[PATCH] D71904: [mlir] GPU: introduce utilities for promotion to workgroup memory
Nicolas Vasilache via Phabricator via llvm-commits
llvm-commits at lists.llvm.org
Thu Jan 2 09:40:05 PST 2020
nicolasvasilache added a comment.
Herald added a subscriber: arpith-jacob.
I think this can be significantly simplified by reusing existing infra better.
In the longer term, composing the following steps should allow to write all this in a few lines of code:
1. (optionally, not sure if really needed) use a proper `linalg.reshape` to insert your dummy dimensions (once available)
2. use the `linalg.pointwise` builder (https://github.com/llvm/llvm-project/blob/master/mlir/include/mlir/Dialect/Linalg/EDSC/Builders.h#L113) with the proper indexings and a region that just yields the input (see e.g. https://github.com/llvm/llvm-project/blob/master/mlir/test/EDSC/builder-api-test.cpp#L837)
3. use `linalgOpToLoops` (https://github.com/llvm/llvm-project/blob/master/mlir/include/mlir/Dialect/Linalg/Transforms/LinalgTransforms.h#L75) (bonus points extend the infra to capture the loops so you can do 4. directly)
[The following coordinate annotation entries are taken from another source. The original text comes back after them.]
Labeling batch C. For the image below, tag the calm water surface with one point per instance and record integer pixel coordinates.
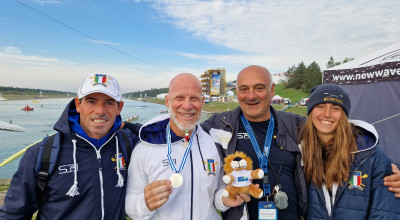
(39, 123)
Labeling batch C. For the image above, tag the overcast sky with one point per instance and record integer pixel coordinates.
(54, 44)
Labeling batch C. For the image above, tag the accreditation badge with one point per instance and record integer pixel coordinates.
(267, 210)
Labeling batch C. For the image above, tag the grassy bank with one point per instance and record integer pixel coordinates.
(217, 107)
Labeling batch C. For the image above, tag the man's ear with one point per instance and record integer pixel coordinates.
(78, 105)
(167, 101)
(120, 105)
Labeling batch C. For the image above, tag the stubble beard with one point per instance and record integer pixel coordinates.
(182, 127)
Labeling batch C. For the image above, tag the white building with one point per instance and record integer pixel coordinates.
(279, 78)
(161, 96)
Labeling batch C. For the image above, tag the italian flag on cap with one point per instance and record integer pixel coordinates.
(99, 78)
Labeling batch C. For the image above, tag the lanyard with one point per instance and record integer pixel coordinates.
(171, 164)
(262, 156)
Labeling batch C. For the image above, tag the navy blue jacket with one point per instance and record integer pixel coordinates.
(367, 198)
(98, 198)
(223, 128)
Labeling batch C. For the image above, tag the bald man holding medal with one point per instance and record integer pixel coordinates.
(176, 169)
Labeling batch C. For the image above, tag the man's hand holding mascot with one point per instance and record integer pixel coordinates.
(238, 168)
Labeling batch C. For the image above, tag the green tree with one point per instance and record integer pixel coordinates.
(313, 78)
(332, 63)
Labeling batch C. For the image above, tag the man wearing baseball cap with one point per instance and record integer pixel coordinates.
(90, 155)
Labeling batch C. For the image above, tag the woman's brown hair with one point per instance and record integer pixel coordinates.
(332, 159)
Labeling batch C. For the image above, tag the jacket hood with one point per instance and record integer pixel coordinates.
(154, 131)
(368, 138)
(69, 123)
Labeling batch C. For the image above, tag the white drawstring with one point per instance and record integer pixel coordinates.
(73, 191)
(120, 177)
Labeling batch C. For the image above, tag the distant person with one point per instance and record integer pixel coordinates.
(176, 171)
(343, 166)
(89, 179)
(246, 129)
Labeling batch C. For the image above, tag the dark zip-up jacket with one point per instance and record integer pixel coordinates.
(223, 128)
(364, 198)
(97, 177)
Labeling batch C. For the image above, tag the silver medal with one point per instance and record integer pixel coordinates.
(176, 180)
(280, 199)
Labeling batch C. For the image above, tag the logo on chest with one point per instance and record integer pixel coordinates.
(356, 181)
(121, 161)
(67, 168)
(210, 166)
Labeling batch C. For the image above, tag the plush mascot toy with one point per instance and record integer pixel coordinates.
(238, 168)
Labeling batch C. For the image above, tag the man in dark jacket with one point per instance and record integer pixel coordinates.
(89, 179)
(246, 129)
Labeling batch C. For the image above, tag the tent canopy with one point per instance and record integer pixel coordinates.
(373, 83)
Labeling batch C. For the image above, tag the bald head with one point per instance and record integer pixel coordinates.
(254, 89)
(255, 69)
(185, 78)
(185, 103)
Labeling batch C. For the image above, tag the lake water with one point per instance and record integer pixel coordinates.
(39, 123)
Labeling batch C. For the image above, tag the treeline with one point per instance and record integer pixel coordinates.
(7, 90)
(147, 93)
(305, 77)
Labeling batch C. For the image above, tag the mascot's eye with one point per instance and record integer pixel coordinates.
(234, 164)
(243, 163)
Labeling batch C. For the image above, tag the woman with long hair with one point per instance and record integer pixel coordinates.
(342, 164)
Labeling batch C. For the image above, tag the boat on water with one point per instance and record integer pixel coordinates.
(132, 118)
(10, 127)
(27, 108)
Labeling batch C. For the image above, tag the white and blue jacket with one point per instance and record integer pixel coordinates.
(201, 192)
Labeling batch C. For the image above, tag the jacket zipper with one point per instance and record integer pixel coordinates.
(98, 155)
(226, 151)
(191, 189)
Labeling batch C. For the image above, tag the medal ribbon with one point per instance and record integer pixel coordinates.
(262, 156)
(171, 164)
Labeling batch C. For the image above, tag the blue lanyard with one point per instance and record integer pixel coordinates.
(171, 163)
(262, 156)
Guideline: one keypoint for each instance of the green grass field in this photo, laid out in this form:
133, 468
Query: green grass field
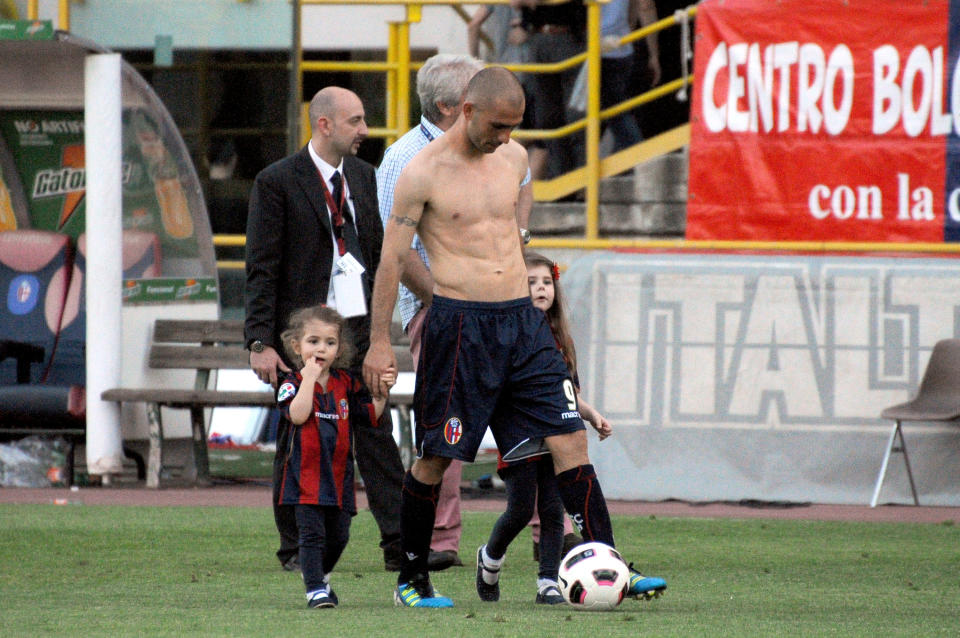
174, 571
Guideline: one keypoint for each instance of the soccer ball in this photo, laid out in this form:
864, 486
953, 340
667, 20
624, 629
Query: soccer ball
594, 577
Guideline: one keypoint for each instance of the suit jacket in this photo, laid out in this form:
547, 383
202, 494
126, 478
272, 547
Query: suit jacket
289, 245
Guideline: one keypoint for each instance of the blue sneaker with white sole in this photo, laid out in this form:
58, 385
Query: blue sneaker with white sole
418, 592
645, 587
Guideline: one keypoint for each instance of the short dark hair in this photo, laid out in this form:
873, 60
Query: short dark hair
494, 83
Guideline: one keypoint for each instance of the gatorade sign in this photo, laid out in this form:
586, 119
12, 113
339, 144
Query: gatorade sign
826, 121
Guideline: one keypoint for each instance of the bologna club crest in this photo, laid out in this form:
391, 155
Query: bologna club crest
453, 430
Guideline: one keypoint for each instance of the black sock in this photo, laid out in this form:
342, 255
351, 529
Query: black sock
583, 499
419, 510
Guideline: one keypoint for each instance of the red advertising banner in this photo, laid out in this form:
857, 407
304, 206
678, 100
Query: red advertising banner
824, 120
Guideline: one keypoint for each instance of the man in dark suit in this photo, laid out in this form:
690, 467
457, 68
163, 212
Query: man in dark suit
294, 236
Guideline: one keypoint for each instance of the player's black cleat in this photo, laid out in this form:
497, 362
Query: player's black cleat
488, 593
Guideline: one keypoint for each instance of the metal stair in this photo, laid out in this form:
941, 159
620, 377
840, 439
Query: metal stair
651, 201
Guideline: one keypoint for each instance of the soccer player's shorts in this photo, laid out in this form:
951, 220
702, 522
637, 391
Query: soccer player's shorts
490, 364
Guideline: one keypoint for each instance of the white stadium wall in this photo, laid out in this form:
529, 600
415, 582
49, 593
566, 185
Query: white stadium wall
730, 377
264, 24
4. apply `mapLoopToProcessorIds` (https://github.com/llvm/llvm-project/blob/master/mlir/include/mlir/Transforms/LoopUtils.h#L221)
5. (alternative to 3. + 4.) use the linalg -> SPMD loops mapping transformation (future work)
Please add a TODO so we can revisit later and simplify.
================
Comment at: mlir/lib/Dialect/GPU/Transforms/MemoryPromotion.cpp:78
+ bounds.reserve(rank);
+ ConstantGenerator constants(builder, loc);
+
----------------
No need to reimplement EDSCs for the special case of constants, you can just use them: `constant_index`
See https://github.com/llvm/llvm-project/blob/master/mlir/test/EDSC/builder-api-test.cpp#L473 and code around for usage.
================
Comment at: mlir/lib/Dialect/GPU/Transforms/MemoryPromotion.cpp:82
+ // stepping from 0 to the number of elements in the corresponding dimension.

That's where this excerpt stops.